Product tutorials, how-tos, and fully-documented APIs.

Adding and Removing Nodes

    This page describes the process of adding and removing nodes to and from a Riak cluster. We'll look at how you join nodes together into a cluster, and what happens when you add or remove nodes.

    Preconditions

    For most operations you need to access configuration files, whose location depends on your mode of installation and the operating system. Check the Configuration Files page for details on where to find them.

    Creating the First Node

    After installing Riak on a system using either the binary packages or from source, there's some initial configuration steps you need to take that depend on your networking infrastructure and security measures.

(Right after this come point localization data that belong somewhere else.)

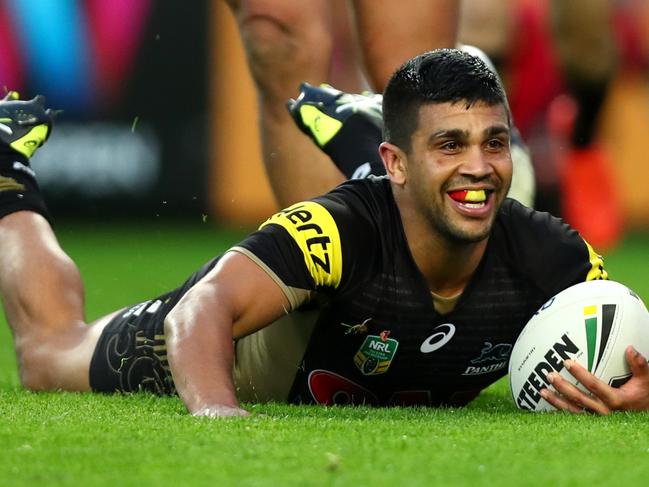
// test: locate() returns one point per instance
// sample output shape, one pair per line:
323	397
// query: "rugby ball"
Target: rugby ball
592	323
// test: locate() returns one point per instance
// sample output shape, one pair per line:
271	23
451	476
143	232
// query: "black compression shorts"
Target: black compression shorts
131	354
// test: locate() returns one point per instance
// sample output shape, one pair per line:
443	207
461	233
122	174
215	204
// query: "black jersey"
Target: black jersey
379	339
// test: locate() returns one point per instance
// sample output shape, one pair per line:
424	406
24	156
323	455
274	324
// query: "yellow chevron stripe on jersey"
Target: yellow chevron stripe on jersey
315	232
597	270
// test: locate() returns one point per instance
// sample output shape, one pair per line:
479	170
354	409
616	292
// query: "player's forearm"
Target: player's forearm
200	353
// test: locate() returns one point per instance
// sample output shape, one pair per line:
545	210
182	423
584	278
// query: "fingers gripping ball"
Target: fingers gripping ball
25	125
592	324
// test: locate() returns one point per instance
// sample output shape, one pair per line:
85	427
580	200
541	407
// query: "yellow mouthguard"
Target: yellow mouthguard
476	196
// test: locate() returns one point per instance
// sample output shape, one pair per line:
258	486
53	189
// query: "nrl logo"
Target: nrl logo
376	353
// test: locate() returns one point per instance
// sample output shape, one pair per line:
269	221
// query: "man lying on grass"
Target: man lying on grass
384	291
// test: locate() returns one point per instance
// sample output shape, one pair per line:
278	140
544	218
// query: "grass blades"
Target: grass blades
124	440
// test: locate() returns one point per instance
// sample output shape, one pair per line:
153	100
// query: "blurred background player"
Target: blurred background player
542	48
288	42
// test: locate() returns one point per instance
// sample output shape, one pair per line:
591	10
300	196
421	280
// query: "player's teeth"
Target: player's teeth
476	196
472	195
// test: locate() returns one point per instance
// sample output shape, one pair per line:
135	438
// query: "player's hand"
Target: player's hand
220	411
25	125
632	396
322	111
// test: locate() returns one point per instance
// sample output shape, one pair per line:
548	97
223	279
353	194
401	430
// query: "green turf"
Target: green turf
88	439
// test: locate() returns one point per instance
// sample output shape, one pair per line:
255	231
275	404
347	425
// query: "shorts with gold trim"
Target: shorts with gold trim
131	354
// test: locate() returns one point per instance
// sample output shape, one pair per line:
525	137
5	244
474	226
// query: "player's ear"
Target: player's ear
394	160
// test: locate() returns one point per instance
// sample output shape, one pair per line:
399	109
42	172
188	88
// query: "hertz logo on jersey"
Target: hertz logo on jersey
314	230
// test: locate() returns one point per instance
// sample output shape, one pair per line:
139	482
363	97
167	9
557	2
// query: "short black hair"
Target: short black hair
439	76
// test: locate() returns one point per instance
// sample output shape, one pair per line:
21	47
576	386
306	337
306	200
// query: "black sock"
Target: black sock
355	149
18	187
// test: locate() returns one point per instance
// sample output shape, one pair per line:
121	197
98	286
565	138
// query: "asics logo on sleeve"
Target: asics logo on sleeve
438	339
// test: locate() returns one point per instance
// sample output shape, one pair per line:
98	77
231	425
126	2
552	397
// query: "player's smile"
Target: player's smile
473	202
459	167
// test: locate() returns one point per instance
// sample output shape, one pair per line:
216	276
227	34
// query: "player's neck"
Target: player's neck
446	266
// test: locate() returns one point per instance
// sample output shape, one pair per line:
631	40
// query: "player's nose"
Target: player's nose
476	163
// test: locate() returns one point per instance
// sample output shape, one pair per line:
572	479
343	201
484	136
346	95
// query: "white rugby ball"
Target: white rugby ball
592	323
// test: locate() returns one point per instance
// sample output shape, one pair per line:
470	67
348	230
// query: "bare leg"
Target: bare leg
391	32
43	299
288	42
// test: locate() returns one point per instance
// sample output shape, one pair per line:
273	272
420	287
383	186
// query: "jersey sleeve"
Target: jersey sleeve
549	251
311	246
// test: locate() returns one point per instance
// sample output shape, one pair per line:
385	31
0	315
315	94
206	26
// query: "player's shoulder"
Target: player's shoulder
363	197
544	247
520	222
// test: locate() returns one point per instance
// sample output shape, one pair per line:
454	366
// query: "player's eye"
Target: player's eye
495	144
451	146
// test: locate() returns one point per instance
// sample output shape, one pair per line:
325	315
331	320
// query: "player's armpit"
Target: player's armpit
234	299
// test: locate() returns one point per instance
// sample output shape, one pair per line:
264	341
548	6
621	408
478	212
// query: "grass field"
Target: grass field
87	439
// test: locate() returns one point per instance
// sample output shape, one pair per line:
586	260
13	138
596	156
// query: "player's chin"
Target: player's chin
473	233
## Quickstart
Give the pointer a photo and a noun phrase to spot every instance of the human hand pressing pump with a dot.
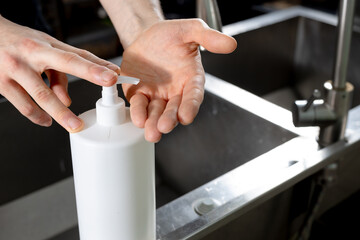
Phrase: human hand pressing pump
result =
(164, 54)
(25, 54)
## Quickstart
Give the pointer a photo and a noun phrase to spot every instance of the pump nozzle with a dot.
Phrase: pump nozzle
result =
(110, 109)
(110, 94)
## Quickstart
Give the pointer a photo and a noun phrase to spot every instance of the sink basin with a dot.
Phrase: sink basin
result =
(242, 151)
(285, 57)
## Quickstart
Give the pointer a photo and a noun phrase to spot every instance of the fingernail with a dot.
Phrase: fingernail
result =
(47, 123)
(108, 75)
(74, 123)
(114, 68)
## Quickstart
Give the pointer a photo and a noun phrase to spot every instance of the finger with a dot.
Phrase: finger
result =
(13, 92)
(155, 109)
(138, 109)
(196, 30)
(169, 119)
(72, 63)
(192, 98)
(59, 85)
(86, 55)
(47, 99)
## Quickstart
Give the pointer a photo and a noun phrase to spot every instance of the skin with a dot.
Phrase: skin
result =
(164, 54)
(25, 54)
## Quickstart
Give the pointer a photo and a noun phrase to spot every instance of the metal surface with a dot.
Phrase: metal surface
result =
(331, 114)
(339, 102)
(345, 29)
(246, 154)
(208, 11)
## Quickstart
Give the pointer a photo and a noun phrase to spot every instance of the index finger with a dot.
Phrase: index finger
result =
(193, 95)
(46, 99)
(74, 64)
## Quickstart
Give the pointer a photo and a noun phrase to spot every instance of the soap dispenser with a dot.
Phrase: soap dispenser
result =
(114, 173)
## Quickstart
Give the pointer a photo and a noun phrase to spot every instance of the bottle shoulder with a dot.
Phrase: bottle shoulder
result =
(125, 133)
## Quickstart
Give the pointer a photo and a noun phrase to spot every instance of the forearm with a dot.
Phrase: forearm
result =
(132, 17)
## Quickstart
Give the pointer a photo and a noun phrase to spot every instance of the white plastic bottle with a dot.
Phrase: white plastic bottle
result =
(114, 173)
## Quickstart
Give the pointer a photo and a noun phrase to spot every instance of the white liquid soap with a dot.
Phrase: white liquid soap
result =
(114, 173)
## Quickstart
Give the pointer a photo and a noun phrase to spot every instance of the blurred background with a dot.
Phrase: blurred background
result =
(85, 24)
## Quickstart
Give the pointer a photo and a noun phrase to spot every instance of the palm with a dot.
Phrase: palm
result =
(167, 60)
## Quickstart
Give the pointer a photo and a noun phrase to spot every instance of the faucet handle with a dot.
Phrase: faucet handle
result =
(314, 96)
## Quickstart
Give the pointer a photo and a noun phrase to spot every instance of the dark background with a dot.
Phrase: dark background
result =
(84, 24)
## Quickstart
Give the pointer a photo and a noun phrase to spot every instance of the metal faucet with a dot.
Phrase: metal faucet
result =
(208, 11)
(330, 113)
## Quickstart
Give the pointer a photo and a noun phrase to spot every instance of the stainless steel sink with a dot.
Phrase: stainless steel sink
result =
(284, 56)
(242, 153)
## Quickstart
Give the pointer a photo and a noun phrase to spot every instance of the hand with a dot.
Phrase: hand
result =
(25, 54)
(167, 60)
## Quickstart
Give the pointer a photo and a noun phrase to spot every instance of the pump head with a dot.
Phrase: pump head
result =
(110, 109)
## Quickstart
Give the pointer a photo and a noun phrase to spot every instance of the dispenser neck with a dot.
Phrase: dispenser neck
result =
(110, 109)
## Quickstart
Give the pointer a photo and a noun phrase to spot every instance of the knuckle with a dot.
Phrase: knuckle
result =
(11, 61)
(70, 57)
(42, 94)
(27, 110)
(29, 45)
(84, 53)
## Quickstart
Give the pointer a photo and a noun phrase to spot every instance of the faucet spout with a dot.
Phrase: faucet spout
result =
(338, 93)
(208, 11)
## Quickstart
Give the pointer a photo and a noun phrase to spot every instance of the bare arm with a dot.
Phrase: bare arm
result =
(164, 54)
(132, 17)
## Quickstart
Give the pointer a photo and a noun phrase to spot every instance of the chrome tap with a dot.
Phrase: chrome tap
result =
(330, 113)
(208, 11)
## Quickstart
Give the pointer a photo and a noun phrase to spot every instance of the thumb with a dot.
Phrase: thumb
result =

    Your node should not be running. If it is, stop it using the _riak stop_ command or /etc/init.d/riak stop). Before you can start up the node again, a couple of changes need to made. If your new node was already running before making the configuration changes outlined below, it's best to delete your ring directory before starting it up again. Just delete the directory ring/ in your Riak data directory. In general, the steps outlined below should be taken before you bring up a new node.

    Change the Node Name

    The node name is an important setting for the Erlang VM, especially when you want to build a cluster of nodes, as the node name identifies both the Erlang application and the host name on the network. All nodes in the Riak cluster need these node names to communicate and coordinate with each other.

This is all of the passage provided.